Recently I posted an article about CSS optimization describing five simple steps you can do to speed up the page load time and the bowser execution time. One of the key features is to use effective selectors, but what exactly that means.

Parents and children

In CSS, after the name of cascading, there is a very powerful feature of inheritance and you can simply describe a child style by a selector which can be something like that:

div table tr td a { color: red; }

In reality is very, but very inefficient. Event it is a working example, the browser will find every anchor <a tag within the page than check if it’s child of a td, than tr and so on until the closing outer most div tag.
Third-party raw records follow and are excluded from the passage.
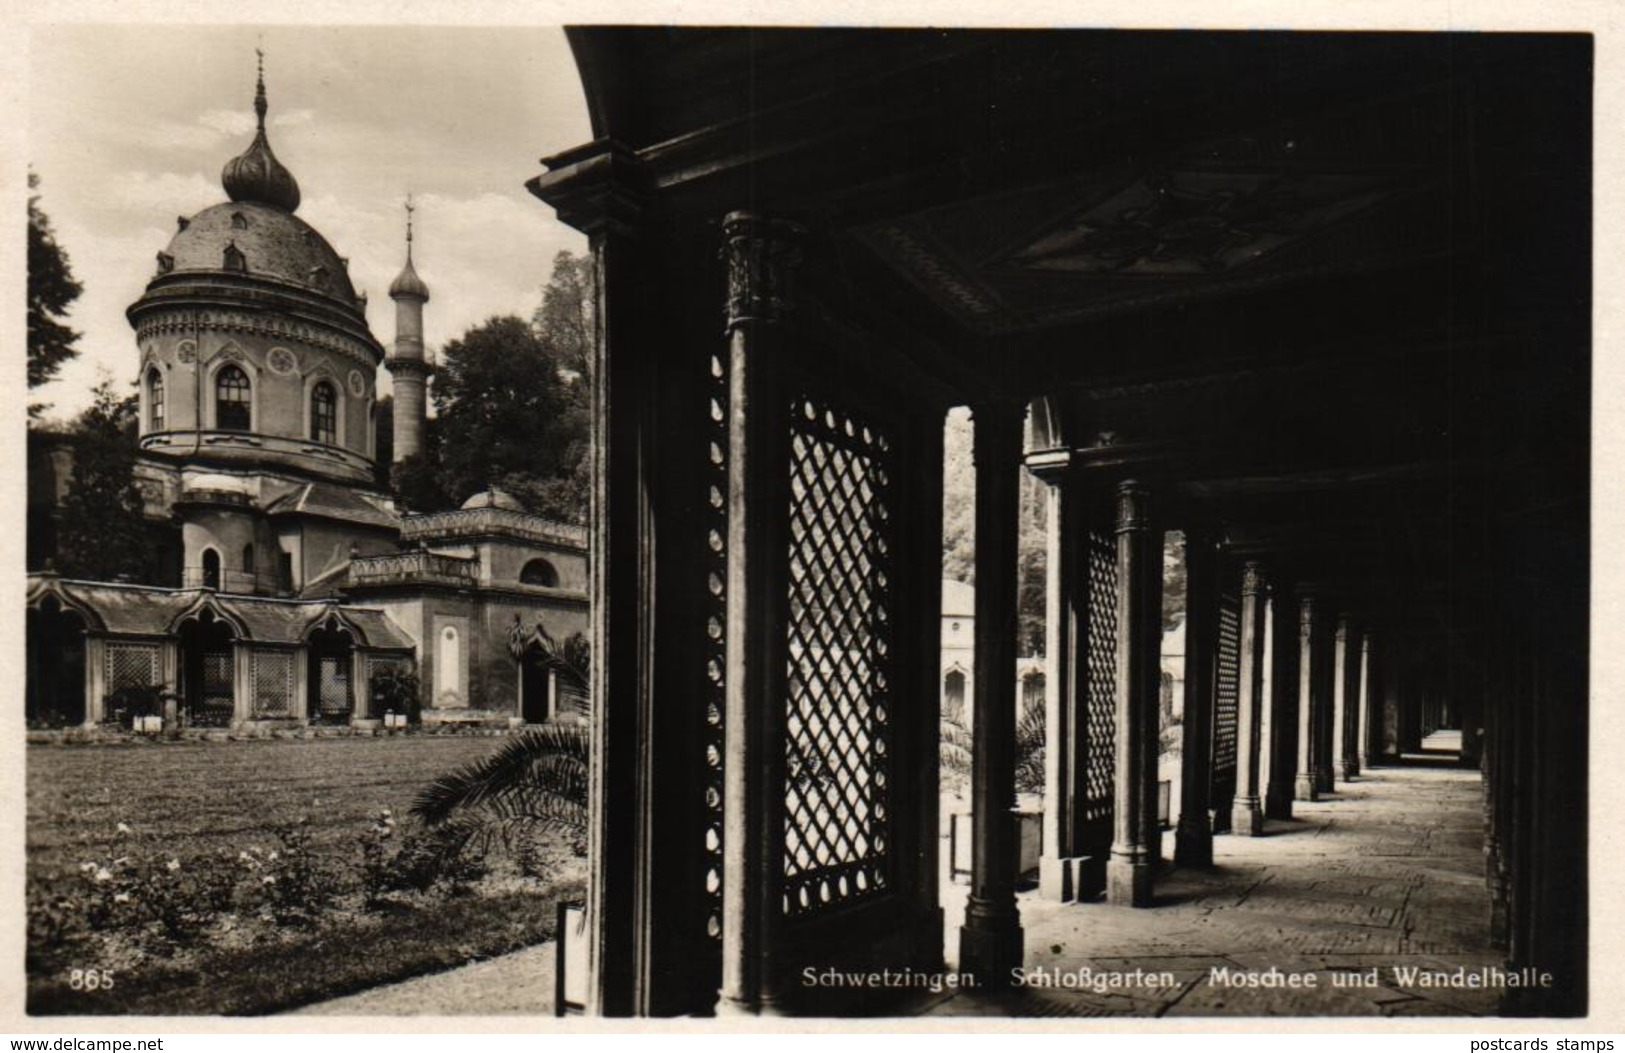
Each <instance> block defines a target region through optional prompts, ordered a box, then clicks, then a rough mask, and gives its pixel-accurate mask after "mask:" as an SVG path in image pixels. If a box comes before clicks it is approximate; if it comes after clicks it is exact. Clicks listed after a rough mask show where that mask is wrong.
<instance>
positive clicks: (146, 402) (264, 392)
mask: <svg viewBox="0 0 1625 1053" xmlns="http://www.w3.org/2000/svg"><path fill="white" fill-rule="evenodd" d="M254 111H255V114H257V117H258V127H257V130H255V135H254V141H252V143H250V145H249V148H247V150H245V151H244V153H242V154H241V156H237V158H232V159H231V161H228V163H226V167H224V171H223V172H221V184H223V185H224V189H226V197H228V198H229V202H226V203H223V205H215V206H213V208H205V210H203V211H200V213H198V215H195V216H192V218H184V216H182V218H180V219H177V226H179V229H177V231H176V236H174V237H172V239H171V242H169V245H167V247H166V249H164V250H163V252H159V254H158V275H154V278H153V280H151V283H148V286H146V293H145V294H143V296H141V299H138V301H137V302H135V304H132V306H130V309H128V310H127V315H128V319H130V325H133V327H135V333H137V341H138V345H140V349H141V377H140V380H141V450H143V452H145V453H148V455H153V457H156V458H166V460H174V461H179V463H203V465H210V466H215V468H228V470H231V468H239V466H255V468H276V470H286V471H291V473H294V474H297V476H301V478H315V479H327V481H336V483H361V484H366V483H371V479H372V458H374V437H372V424H374V416H375V406H374V384H375V379H377V369H379V362H380V361H382V359H384V348H382V346H380V345H379V341H377V340H375V338H374V336H372V333H371V332H369V328H367V319H366V297H361V296H356V289H354V288H353V286H351V283H349V275H348V262H346V260H345V258H343V257H340V255H338V254H336V252H335V250H333V247H332V245H330V244H328V242H327V239H325V237H322V234H319V232H317V231H315V229H314V228H312V226H310V224H307V223H306V221H302V219H299V218H297V216H296V215H294V210H296V208H299V184H297V182H296V180H294V177H293V174H291V172H289V171H288V169H286V167H283V164H281V163H280V161H278V159H276V154H275V153H273V151H271V145H270V140H268V138H267V135H265V112H267V101H265V70H263V58H262V63H260V73H258V80H257V89H255V98H254Z"/></svg>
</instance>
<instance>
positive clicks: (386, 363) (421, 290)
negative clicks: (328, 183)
mask: <svg viewBox="0 0 1625 1053" xmlns="http://www.w3.org/2000/svg"><path fill="white" fill-rule="evenodd" d="M411 213H413V203H411V197H408V198H406V267H403V268H401V273H400V275H398V276H397V278H395V281H392V283H390V299H392V301H395V349H393V351H392V353H390V356H388V358H387V359H384V367H385V369H388V371H390V377H393V380H395V463H397V465H398V463H401V461H403V460H406V458H408V457H413V455H416V453H423V432H424V421H426V405H424V387H426V384H427V380H429V362H427V361H426V359H424V356H423V306H424V304H427V302H429V286H426V284H424V283H423V278H419V276H418V271H416V270H413V265H411Z"/></svg>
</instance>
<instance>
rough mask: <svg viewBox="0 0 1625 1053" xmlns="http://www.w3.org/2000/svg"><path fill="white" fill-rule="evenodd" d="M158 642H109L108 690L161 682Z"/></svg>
mask: <svg viewBox="0 0 1625 1053" xmlns="http://www.w3.org/2000/svg"><path fill="white" fill-rule="evenodd" d="M161 682H163V679H161V678H159V671H158V645H156V643H109V645H107V691H109V694H111V692H114V691H122V689H124V687H148V686H153V684H161Z"/></svg>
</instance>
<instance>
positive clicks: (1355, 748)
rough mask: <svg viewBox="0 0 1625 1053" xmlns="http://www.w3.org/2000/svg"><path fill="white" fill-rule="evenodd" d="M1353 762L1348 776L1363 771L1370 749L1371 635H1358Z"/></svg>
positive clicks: (1369, 756)
mask: <svg viewBox="0 0 1625 1053" xmlns="http://www.w3.org/2000/svg"><path fill="white" fill-rule="evenodd" d="M1355 682H1357V687H1355V710H1354V760H1352V764H1350V769H1349V775H1358V773H1360V772H1362V770H1365V765H1367V760H1368V759H1370V754H1368V751H1370V747H1371V634H1370V632H1362V634H1360V668H1358V669H1357V671H1355Z"/></svg>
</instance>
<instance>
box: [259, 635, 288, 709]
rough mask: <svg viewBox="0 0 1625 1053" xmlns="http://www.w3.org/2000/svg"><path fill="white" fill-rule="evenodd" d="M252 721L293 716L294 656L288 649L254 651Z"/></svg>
mask: <svg viewBox="0 0 1625 1053" xmlns="http://www.w3.org/2000/svg"><path fill="white" fill-rule="evenodd" d="M252 712H254V718H255V720H270V718H283V717H293V715H294V656H293V655H291V653H289V652H270V650H257V652H254V699H252Z"/></svg>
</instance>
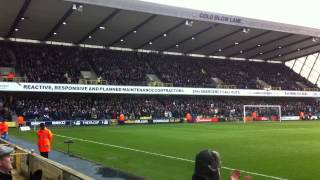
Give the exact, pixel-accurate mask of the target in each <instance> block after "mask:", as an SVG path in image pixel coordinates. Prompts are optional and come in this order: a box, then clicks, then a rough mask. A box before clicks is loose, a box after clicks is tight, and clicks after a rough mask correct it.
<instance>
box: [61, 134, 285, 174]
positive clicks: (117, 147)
mask: <svg viewBox="0 0 320 180" xmlns="http://www.w3.org/2000/svg"><path fill="white" fill-rule="evenodd" d="M55 136H58V137H62V138H69V139H73V140H78V141H82V142H88V143H93V144H98V145H102V146H109V147H113V148H118V149H125V150H129V151H134V152H139V153H144V154H149V155H153V156H159V157H165V158H169V159H175V160H180V161H185V162H190V163H194V160H190V159H185V158H180V157H175V156H170V155H165V154H159V153H154V152H150V151H144V150H139V149H134V148H129V147H124V146H118V145H114V144H108V143H101V142H97V141H92V140H87V139H81V138H76V137H70V136H64V135H60V134H55ZM221 168H222V169H226V170H234V169H236V168H230V167H226V166H222V167H221ZM238 170H239V171H240V172H243V173H246V174H251V175H256V176H262V177H266V178H270V179H277V180H288V179H286V178H281V177H276V176H269V175H266V174H260V173H256V172H250V171H245V170H240V169H238Z"/></svg>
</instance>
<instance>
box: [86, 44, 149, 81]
mask: <svg viewBox="0 0 320 180" xmlns="http://www.w3.org/2000/svg"><path fill="white" fill-rule="evenodd" d="M86 54H87V59H88V60H89V61H90V62H91V63H92V66H93V68H94V70H95V72H96V73H97V75H98V77H102V78H103V79H104V80H107V81H108V84H112V85H146V74H152V73H153V71H152V70H151V68H150V67H149V66H148V64H147V63H146V62H145V61H143V59H141V58H140V56H139V54H138V53H135V52H122V51H106V50H100V49H87V50H86Z"/></svg>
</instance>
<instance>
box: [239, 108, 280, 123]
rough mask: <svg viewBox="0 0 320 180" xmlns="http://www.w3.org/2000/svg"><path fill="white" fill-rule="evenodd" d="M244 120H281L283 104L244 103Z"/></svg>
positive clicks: (260, 121)
mask: <svg viewBox="0 0 320 180" xmlns="http://www.w3.org/2000/svg"><path fill="white" fill-rule="evenodd" d="M243 122H244V123H247V122H281V106H280V105H243Z"/></svg>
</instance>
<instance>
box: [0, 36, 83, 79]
mask: <svg viewBox="0 0 320 180" xmlns="http://www.w3.org/2000/svg"><path fill="white" fill-rule="evenodd" d="M2 43H3V42H1V45H0V46H2V47H7V48H10V50H11V51H12V52H13V53H14V58H15V59H16V61H17V64H16V67H15V68H16V69H17V70H18V71H19V72H20V76H21V77H25V78H26V79H27V80H28V81H29V82H47V83H78V81H79V78H80V70H88V68H89V67H88V65H87V61H86V60H85V59H84V55H83V53H82V51H83V49H82V48H77V47H62V46H49V45H42V44H28V43H22V44H21V43H8V44H5V45H3V44H2Z"/></svg>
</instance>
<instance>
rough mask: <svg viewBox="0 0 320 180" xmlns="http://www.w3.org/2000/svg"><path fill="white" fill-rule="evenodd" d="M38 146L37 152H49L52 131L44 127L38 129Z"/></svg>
mask: <svg viewBox="0 0 320 180" xmlns="http://www.w3.org/2000/svg"><path fill="white" fill-rule="evenodd" d="M37 134H38V148H39V152H49V151H50V150H51V142H52V138H53V134H52V132H51V131H50V130H49V129H47V128H45V129H44V130H41V129H39V130H38V133H37Z"/></svg>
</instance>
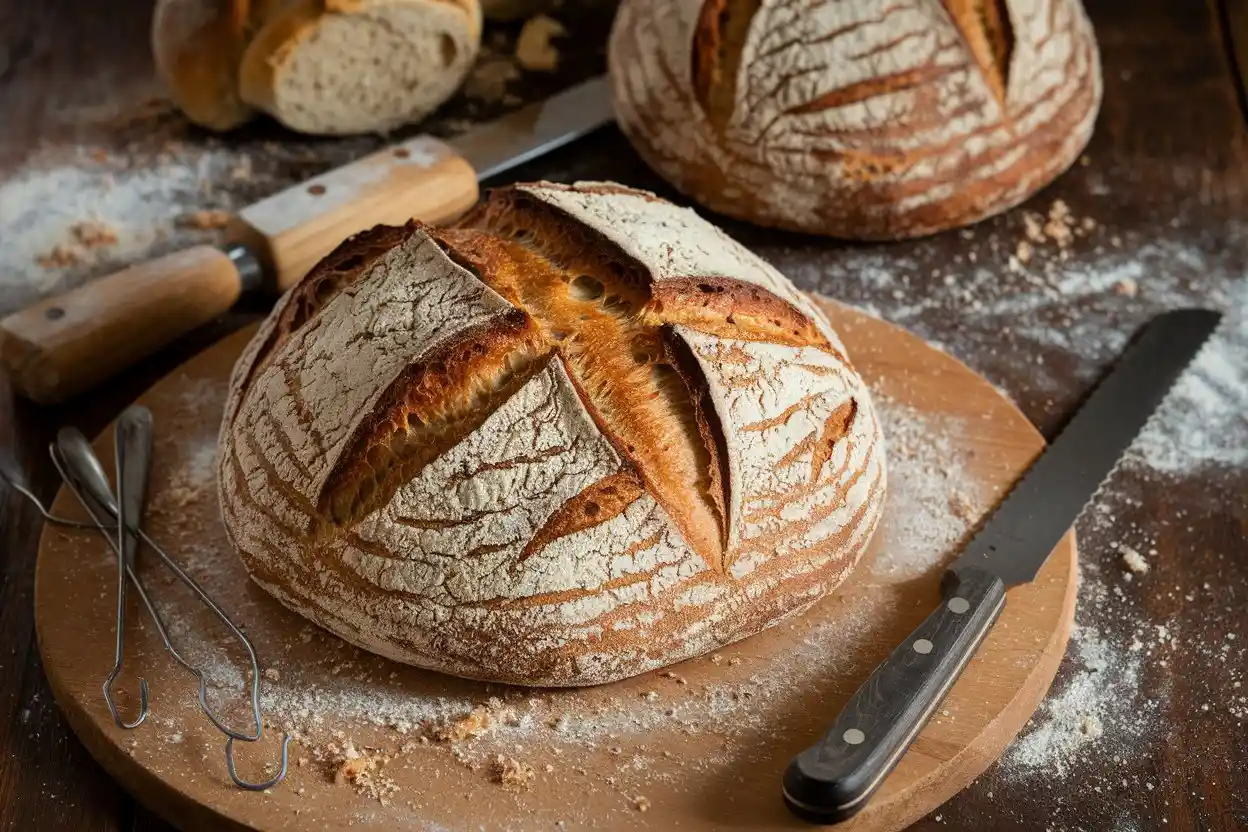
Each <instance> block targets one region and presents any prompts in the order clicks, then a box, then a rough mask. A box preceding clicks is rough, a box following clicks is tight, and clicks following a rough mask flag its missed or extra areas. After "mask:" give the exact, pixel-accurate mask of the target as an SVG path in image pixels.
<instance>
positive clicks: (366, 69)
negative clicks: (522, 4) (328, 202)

That’s why the browser is really hard to find every one of these tags just to apply a simple font color. What the big problem is that once you have thousands of tags in that page the browser starts to use CPU and the application starts to be irresponsive.

The solution

Of course there’s a simple solution, which can be described as transformation from inefficient to efficient selectors. Because the browser can find a tag way faster by a given ID or CLASS you can simply convert the code above with something like:

a.my-class { color: red; }

and than change a bit the markup with a tags with that specific class name. Which is a bit tricky, but speedups the performance a lot.

How can I find bad selectors?

Actually that is the big problem. Once you’re into the deep of web development the applications are so big, with so many CSS selectors and so many CSS rules that you simply cannot track that any more.

Hopefully there comes some tools that can describe you everything and point you the inefficient selectors. My personal choice is the Google’s Page Speed plugin, which can be installed to the Firebug on Mozilla Firefox. It can analyze the page and extract a list of inefficient and so called very inefficient selectors that must be fixed!